In a recently published decision, the Supreme Tax Court confirmed its earlier judgment in the case of decentralized use of energy: The electricity generated in a combined heat and power plant (CHP) which is consumed locally by the operator of the plant (decentralized use) cannot be considered as a taxable supply to the electricity network operator nor as a subsequent return delivery (re-delivery) to the plant operator.


The plaintiff is an institution under public law and had built a combined heat and power plant (CHP) on its premises to generate electricity and heat. The CHP unit was connected to the plaintiff's own power grid on its premises as a so-called "customer plant". In addition, the plaintiff's electricity grid was connected to the general supply grid of the electricity provider.

The plaintiff consumed almost all the electricity generated in the CHP unit itself (decentralized). It was not fed into the grid of the electricity grid operator. With regard to the electricity generated in the CHP unit, the tax office assumed fictitious deliveries (to and from the electricity operator) with resulting VAT consequences.


The Supreme Tax Court held that the electricity generated in the CHP unit is neither factual nor fictional (deemed to be) supplied to the electricity grid operator and is thus not a taxable delivery as defined in Section 3 (1) of the German Value Added Tax Act (VAT Act).

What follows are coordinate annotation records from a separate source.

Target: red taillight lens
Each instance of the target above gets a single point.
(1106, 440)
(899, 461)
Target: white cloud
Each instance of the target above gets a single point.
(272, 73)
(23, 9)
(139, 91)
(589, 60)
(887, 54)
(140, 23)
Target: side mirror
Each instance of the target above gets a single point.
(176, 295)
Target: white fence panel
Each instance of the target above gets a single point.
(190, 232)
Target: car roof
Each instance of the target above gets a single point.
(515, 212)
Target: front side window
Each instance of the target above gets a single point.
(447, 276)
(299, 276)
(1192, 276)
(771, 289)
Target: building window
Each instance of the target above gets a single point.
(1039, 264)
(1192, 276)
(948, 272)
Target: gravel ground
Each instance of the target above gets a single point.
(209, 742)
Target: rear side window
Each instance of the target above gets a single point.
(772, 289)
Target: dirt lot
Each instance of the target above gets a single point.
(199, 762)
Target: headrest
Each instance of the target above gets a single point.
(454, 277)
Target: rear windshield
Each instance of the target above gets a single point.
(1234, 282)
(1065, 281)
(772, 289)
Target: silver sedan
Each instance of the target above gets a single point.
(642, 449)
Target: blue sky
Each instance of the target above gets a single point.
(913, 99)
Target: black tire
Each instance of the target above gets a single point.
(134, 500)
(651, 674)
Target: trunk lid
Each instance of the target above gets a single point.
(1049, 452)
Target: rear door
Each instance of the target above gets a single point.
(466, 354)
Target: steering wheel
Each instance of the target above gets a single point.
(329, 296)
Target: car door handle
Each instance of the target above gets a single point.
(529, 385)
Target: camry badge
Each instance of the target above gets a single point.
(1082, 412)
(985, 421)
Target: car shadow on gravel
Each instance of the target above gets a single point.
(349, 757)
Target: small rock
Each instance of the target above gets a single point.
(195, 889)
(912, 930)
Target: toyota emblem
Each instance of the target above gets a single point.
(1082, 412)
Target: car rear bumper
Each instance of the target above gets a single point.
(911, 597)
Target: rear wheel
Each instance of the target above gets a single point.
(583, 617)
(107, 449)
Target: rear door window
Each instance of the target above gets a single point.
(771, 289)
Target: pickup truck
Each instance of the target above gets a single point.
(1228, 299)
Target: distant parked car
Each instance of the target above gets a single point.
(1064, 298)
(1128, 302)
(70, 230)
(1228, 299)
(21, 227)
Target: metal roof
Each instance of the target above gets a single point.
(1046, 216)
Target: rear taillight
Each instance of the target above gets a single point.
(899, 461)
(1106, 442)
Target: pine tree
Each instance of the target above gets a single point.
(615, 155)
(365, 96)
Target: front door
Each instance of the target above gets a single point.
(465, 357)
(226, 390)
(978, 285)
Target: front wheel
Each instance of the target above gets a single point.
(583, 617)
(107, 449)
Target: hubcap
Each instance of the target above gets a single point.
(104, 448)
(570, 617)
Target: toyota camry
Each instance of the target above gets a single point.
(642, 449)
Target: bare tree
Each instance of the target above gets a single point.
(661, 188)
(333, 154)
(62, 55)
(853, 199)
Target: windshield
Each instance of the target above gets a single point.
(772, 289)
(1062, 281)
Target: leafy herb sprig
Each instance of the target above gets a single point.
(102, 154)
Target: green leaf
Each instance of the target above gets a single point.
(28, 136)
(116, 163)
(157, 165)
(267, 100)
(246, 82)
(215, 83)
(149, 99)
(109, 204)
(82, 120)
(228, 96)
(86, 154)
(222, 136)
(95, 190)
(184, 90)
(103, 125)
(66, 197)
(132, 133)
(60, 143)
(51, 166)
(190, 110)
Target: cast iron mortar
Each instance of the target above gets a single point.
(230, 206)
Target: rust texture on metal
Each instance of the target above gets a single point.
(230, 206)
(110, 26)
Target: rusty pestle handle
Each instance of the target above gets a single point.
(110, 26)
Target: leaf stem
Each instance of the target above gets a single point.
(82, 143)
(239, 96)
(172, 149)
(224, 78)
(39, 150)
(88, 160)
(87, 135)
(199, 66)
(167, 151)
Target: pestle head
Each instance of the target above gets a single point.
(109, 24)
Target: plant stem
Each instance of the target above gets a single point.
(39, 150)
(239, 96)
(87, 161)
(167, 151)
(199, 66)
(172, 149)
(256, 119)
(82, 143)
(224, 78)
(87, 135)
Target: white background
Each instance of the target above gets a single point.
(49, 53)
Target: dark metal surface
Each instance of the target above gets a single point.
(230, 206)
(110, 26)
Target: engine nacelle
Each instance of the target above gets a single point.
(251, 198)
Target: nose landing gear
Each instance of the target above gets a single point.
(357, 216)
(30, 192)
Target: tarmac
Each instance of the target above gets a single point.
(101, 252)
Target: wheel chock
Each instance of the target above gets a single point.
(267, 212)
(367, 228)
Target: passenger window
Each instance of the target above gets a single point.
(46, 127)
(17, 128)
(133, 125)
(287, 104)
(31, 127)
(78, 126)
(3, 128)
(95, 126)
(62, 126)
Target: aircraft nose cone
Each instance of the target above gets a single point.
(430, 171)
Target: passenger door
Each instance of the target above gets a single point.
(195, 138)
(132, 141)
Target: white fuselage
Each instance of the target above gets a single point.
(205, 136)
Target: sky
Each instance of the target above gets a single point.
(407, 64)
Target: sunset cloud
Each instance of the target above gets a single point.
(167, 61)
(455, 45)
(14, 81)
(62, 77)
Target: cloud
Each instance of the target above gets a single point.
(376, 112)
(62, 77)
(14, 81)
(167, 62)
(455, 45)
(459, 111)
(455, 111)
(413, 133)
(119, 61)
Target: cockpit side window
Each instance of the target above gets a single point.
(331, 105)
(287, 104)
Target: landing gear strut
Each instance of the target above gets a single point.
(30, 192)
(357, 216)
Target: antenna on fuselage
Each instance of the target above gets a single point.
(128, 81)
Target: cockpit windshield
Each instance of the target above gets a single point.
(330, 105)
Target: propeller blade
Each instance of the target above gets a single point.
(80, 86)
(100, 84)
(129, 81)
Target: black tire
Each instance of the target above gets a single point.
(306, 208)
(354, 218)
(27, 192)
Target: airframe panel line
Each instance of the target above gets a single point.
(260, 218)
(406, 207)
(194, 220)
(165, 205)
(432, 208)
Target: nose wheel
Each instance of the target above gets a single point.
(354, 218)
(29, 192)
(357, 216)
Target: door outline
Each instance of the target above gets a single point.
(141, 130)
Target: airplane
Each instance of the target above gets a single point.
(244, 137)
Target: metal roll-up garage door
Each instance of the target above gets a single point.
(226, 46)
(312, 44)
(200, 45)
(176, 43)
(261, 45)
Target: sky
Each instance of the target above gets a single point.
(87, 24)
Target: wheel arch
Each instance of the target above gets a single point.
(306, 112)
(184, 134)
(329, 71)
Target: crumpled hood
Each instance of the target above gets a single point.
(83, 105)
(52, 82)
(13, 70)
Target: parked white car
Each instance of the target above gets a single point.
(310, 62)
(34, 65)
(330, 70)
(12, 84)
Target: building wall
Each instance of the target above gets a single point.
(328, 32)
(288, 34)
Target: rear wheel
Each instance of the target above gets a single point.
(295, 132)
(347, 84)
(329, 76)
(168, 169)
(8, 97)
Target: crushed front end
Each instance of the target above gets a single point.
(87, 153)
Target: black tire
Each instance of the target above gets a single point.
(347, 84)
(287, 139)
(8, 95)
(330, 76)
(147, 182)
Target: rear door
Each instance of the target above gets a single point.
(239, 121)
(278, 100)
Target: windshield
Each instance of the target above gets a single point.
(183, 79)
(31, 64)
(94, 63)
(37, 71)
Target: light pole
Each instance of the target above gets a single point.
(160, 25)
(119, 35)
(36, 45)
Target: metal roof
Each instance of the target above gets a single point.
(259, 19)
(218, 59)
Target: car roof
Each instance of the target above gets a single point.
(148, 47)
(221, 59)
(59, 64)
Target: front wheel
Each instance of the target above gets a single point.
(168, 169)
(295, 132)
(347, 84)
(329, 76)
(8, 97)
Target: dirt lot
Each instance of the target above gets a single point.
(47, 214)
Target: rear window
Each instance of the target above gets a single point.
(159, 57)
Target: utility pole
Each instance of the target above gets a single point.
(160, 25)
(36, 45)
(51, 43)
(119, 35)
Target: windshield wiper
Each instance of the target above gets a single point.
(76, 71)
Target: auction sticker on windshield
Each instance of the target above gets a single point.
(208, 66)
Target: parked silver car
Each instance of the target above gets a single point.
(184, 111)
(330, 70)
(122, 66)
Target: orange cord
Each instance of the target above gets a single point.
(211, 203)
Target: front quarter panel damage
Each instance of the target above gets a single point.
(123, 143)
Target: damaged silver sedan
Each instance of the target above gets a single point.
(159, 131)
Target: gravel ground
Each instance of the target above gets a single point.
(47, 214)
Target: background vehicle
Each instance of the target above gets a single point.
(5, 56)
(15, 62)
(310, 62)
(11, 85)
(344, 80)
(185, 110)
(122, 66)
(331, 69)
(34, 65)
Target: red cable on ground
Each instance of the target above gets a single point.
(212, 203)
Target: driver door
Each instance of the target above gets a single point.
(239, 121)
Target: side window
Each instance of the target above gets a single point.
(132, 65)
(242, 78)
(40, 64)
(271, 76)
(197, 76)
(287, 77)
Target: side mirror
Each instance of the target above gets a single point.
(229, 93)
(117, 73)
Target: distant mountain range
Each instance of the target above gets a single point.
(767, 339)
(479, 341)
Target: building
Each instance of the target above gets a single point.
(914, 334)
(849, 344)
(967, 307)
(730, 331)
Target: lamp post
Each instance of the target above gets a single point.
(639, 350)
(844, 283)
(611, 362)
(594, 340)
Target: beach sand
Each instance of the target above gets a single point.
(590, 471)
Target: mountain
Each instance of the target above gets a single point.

The Supreme Tax Court went on to say that the plaintiff does not provide any services to the network operator that are relevant for VAT purposes regarding the electricity generated and used on a decentralized basis. There is no supply of electricity to the network operator for lack of transfer of the power to dispose over the asset ("procurement of a power of disposal"; Section 3 (1) Sent. VAT Act). Since the electricity which is generated in the CHP unit and consumed on a decentralized basis is indisputably not fed into the general electricity grid of the electricity network operator, neither the substance nor the value or yield of the self-generated electricity is transferred.

Likewise, it cannot be assumed that there is an exchange of a taxable service (rather than a delivery) pursuant to Section 3 (9) VAT Act (“Supply of services shall be defined as any supplies that are not deemed to be a supply of goods”). For the Supreme Tax Court, it is not evident what the reason for such a service should be. The plant operator does not in return receive any consumable benefit regarding the electricity which he consumes locally himself. Rather, he had retained it at all times.


Supreme Tax Court, decision of 11 May 2023 (V R 22/21), published on 17 August 2023.